So, picture this: Dairy Queen in rural America during the vacation months. Not just that, it wasn't JUST a Dairy Queen. . . It was a Braissere! It was that greasy, dirty combination of fries and cream with the floors that simultaneously slip AND slide. At one point Big spit up about a gallon of formula on the floor while I was trying to wear him out walking about the place. Let's just say that when I went to clean it up, I couldn't tell where he had actually spit up.

You get the picture.

Of course, though, all of this did not diminish our appetites. I order a Dilly Bar and BioMom orders the SYO a small cone, and herself a medium cone.

As though arguing in front of a judge and jury, the SYO begins making her case about the degree of unfairness at getting the smaller of the two cones.

Why do I get a small?

No response.

Why do you get a big one?

No response.

That's not FA-IR! (Note the word became two syllables.)

This goes on and on, the SYO meandering through all imaginable permutations of the argument.

I then make the mistake of getting involved.

Mom gets a bigger one because she is bigger than you.

But that's not FA-IR!!!

Seeing that the fair argument is getting her nowhere, she moves on to the next tactic.

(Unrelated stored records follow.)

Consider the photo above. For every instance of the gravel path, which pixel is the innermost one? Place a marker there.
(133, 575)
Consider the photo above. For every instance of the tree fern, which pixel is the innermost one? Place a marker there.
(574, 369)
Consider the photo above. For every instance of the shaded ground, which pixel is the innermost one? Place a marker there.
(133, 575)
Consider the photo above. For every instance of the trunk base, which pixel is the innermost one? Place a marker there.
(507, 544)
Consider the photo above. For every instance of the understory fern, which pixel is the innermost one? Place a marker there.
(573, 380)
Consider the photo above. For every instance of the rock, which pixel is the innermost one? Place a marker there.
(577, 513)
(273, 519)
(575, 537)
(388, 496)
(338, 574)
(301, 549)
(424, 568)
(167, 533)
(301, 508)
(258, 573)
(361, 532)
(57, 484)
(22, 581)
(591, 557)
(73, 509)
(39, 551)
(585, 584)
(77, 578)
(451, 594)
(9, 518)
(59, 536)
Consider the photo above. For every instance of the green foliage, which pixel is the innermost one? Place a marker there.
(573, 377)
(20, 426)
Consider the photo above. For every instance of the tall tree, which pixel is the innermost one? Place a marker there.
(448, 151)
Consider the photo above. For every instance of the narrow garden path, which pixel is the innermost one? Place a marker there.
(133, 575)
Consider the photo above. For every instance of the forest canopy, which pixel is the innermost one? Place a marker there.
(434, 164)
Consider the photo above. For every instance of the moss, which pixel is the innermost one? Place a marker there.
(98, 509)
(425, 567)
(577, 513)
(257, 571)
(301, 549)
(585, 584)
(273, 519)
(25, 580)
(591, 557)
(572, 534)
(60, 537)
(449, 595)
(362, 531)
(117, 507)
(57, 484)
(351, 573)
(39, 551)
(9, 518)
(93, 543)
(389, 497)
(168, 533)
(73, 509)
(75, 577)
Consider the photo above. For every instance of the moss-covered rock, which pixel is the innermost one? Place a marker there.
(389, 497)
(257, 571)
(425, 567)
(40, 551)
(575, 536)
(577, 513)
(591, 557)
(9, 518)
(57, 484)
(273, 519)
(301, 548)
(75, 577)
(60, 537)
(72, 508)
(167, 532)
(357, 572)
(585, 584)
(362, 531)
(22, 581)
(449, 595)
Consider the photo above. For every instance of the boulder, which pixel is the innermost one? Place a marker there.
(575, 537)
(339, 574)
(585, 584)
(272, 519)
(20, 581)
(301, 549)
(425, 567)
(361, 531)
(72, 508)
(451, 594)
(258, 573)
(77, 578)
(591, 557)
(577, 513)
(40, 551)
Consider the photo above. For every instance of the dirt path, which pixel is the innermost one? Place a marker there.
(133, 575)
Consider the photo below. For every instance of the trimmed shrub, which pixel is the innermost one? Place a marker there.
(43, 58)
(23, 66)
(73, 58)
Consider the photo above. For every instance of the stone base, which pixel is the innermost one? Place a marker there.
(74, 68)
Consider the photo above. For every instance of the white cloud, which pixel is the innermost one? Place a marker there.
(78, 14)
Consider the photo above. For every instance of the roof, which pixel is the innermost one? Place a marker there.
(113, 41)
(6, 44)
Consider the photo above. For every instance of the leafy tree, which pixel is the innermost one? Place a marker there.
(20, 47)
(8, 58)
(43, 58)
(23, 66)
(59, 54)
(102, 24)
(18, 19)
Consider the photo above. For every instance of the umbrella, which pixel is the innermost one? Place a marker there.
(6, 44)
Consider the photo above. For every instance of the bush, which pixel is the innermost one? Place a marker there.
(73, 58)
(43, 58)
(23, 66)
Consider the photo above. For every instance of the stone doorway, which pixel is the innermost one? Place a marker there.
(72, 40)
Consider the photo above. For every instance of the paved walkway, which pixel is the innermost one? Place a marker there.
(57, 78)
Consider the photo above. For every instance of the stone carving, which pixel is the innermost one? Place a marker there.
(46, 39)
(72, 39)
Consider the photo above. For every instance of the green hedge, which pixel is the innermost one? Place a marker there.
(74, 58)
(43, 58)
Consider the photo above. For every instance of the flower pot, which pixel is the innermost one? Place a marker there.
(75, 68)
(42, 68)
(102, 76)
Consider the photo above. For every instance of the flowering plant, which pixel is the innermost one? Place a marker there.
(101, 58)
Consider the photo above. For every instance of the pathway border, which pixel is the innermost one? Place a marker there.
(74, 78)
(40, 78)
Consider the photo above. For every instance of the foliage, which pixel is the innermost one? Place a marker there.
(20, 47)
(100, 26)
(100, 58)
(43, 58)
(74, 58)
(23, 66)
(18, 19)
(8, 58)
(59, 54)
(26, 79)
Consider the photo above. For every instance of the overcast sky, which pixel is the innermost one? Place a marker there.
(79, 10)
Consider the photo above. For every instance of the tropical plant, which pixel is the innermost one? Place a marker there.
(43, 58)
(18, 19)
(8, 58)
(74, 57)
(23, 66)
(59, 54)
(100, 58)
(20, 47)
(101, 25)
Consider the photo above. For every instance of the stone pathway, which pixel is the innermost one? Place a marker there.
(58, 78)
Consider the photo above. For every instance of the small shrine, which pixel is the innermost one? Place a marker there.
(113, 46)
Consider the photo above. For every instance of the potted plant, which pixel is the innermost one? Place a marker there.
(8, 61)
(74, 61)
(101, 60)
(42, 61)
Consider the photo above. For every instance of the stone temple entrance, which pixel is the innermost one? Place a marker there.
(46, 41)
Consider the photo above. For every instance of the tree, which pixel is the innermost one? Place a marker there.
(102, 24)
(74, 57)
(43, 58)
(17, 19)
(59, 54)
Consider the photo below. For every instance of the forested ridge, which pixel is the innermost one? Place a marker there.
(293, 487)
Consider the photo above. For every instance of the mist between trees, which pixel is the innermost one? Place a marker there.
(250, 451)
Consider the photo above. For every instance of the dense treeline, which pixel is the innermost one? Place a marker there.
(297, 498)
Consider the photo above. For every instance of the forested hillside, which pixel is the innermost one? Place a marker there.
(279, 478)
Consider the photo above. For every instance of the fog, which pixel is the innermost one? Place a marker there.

While holding her own cone (now actually larger than BioMom's because she's been arguing rather than eating and because BioMom has been focusing on the opposite) in her left hand, she says to BioMom:

Can I have a bite?

No response.

Can I have some of your's?

You know, you really should share!!!

Again, this goes on and on.

I think the SYO was also just having fun. Will this button get a reaction? No. How about THIS one?

She knows that this completely pushes my buttons -- asking for more of something when you have some of it in your own hand.

I snap:

SHUH-UHT UH-HUHP!!! (Note the four syllable pronunciation).

I told the SYO to "shut up" in a DQ in rural Minnesota.


Both BioMom and the SYO stop, mid-lick, and look at me in shock.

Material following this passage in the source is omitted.